When it comes to habits, certain habits can act as keystones in your life.
Habit expert and author of “The Power of Habit, Why We Do What We Do in Life and Business,” Charles Duhigg described the idea of keystone habits, arguing that you don’t have to alter every habit in your life to make significant change, but instead identify and focus on your keystone habits that will have a ripple effect on the other aspects of your life.
So what habits tend to be keystone habits?
Exercise is commonly identified as a keystone habit. James Clear, the author of “Atomic Habits,” shared his experience of identifying exercise as a keystone habit.
“I started to notice a funny thing,” he wrote on his website. “When I worked out, I wanted to eat better. Even though I could have rewarded myself with chocolate bars and ice cream, I felt like eating real, healthy foods.”
He continued to explain how working out also led to better sleep and increased productivity when awake. “Especially in the hour or two after working out, … my mind seemed to think clearer and my writing was crisper. Thoughts flowed easily,” he said.

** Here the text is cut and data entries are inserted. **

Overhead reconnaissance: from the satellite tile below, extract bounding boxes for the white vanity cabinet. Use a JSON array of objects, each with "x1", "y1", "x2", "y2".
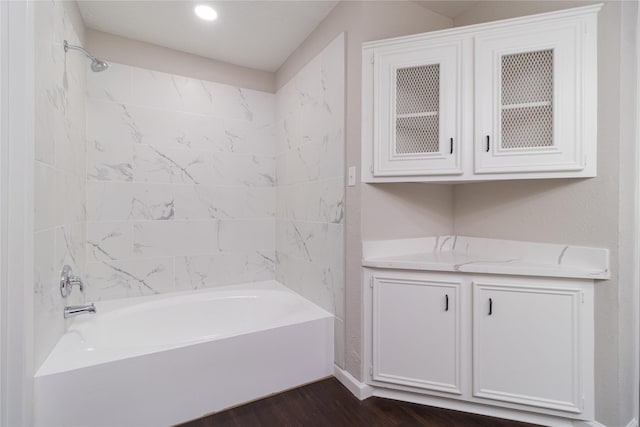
[
  {"x1": 364, "y1": 269, "x2": 595, "y2": 422},
  {"x1": 361, "y1": 236, "x2": 608, "y2": 425},
  {"x1": 361, "y1": 4, "x2": 600, "y2": 183}
]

So, without focusing on the ancillary benefits, exercise revealed itself to be a keystone habit that unlocked other positive outcomes without any attempt to adjust any other habits.

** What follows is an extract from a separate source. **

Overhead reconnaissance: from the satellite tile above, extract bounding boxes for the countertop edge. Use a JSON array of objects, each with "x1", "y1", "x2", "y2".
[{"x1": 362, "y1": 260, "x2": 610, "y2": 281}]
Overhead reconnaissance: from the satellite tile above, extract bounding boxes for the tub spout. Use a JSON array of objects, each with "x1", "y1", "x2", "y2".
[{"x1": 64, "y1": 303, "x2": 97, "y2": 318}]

Many people point to meditating as a keystone habit. Meditation has been shown to have a significant effect on mental and physical well-being and has been associated with numerous benefits including improved sleep quality, slowed brain aging, lower risk for stroke and heart disease, lowered anxiety, and increased happiness.
Making Your Bed
In a speech that went viral online a few years ago, U.S. Navy Admiral William H. McRaven begins, “If you want to change the world, start off by making your bed.” In this talk definitely worth watching, he enumerates the many ways in which the simple act of making your bed ripples through your day, and indeed, your life to allow you to “do big things.”
A made bed starts your day off with a small win. A made bed makes your room look cleaner and, perhaps may encourage you to straighten the room further. Having made your bed will give you “a small sense of pride,” as McRaven says, and “may encourage you to do another task, and another, and another.” It reinforces the importance of doing little things well. “And if by chance you have a miserable day, you will come home to a bed that is made,” he adds.
Eating Dinner as a Family
Some things we used to take for granted have now become rare, due to our busy lives. Eating dinner together as a family might just be one of those things.
The nonprofit The Family Dinner Project encourages families to rekindle this important habit. It notes the many ancillary benefits that eating dinner together as a family has been shown to have, including “higher grade-point averages, resilience, and self-esteem” among children. “Additionally, family meals are linked to lower rates of substance abuse, teen pregnancy, eating disorders and depression,” according to the organization.
Eating dinner with our families leads to a deeper connection, offers a sense of security and comfort, allows for better nutritional choices, and keeps what’s most important in life at the forefront, even when things get busy or stressful.
What habits would you like to improve in your life? Can you identify one simple habit that could have a ripple effect on the others?